A reviewer cannot in good faith separate M1 silicon from its end-user product experience, because it is not a standalone product. M1 is not available off the shelf. It is only available in a couple of small laptops and the Mac Mini.
It's easy to rewrite that sentence to make that separation clear, and he doesn't. Gruber goes into detail about the author's history of being wrong and misleading in the past regarding Apple's processors, so in that context I think it's fair to take that part of the review in bad faith.
Morehead isn't asking us to take his word for it. He used the device for a few days and shared his review as a counterpoint explicitly intended to balance against the pro-M1 hype. I thought it was a pretty nice assessment because Morehead focused on product usability instead of raw benchmarks, and I used his review as part of the process of informing my recent decision to buy an Intel MBP13 rather than an M1 model.

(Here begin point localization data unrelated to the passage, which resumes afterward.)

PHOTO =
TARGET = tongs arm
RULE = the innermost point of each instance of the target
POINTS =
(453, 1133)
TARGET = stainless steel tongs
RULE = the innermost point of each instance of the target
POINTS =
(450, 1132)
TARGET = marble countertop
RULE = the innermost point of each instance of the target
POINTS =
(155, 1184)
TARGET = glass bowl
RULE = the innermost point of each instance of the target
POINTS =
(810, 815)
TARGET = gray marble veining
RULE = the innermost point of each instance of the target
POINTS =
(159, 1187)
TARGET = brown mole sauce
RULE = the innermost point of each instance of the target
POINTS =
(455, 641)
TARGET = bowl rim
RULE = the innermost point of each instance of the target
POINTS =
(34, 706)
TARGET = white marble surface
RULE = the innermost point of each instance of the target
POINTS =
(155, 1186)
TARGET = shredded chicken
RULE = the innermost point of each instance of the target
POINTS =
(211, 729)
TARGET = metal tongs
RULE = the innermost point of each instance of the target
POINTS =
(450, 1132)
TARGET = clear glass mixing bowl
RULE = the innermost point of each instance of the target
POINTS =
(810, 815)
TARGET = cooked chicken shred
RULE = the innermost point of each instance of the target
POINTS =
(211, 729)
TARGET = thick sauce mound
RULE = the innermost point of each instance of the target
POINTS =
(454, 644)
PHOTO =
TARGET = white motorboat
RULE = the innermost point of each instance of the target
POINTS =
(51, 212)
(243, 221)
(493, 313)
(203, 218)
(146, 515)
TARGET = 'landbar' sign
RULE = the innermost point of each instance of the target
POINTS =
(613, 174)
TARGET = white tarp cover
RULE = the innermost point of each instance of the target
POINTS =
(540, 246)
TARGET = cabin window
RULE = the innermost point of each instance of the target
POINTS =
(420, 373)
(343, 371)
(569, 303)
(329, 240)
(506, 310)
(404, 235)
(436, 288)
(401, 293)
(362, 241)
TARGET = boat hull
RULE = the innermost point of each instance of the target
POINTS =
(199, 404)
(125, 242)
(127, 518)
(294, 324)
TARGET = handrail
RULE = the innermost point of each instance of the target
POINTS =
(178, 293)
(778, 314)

It seems obvious that Morehead's opinion seven years ago about 64bit being unnecessary in mobile was incorrect, mainly because today's mainstream phones ship with more RAM than 32bit would support, but that doesn't mean every word Morehead types is now ritually unclean. He was wrong about something; it hurts his credibility but doesn't banish him from the conversation.
Besides, unless we think Morehead doctored his screenshots, it's pretty hard to argue that his review is nonfactual in its entirety.
More specifically to your point, I don't see why there has to be a separation between hardware quality and software experience when the user (A) can't buy the hardware without paying for the OS too, and (B) can't use the hardware without using the OS too.
If you just bought a new Intel MBP then you got a horrible deal by comparison. I also didn't say the review was nonfactual, just that it contains within it an inaccurate framing and conflation of M1 as a processor and the overall product. It's worth noting though that many others' experiences with it, and Rosetta 2 specifically, were quite different than Moorhead's, so unless you're using the specific set of software Moorhead mentioned in his review, it's very possible you would have been better served by an M1, even today.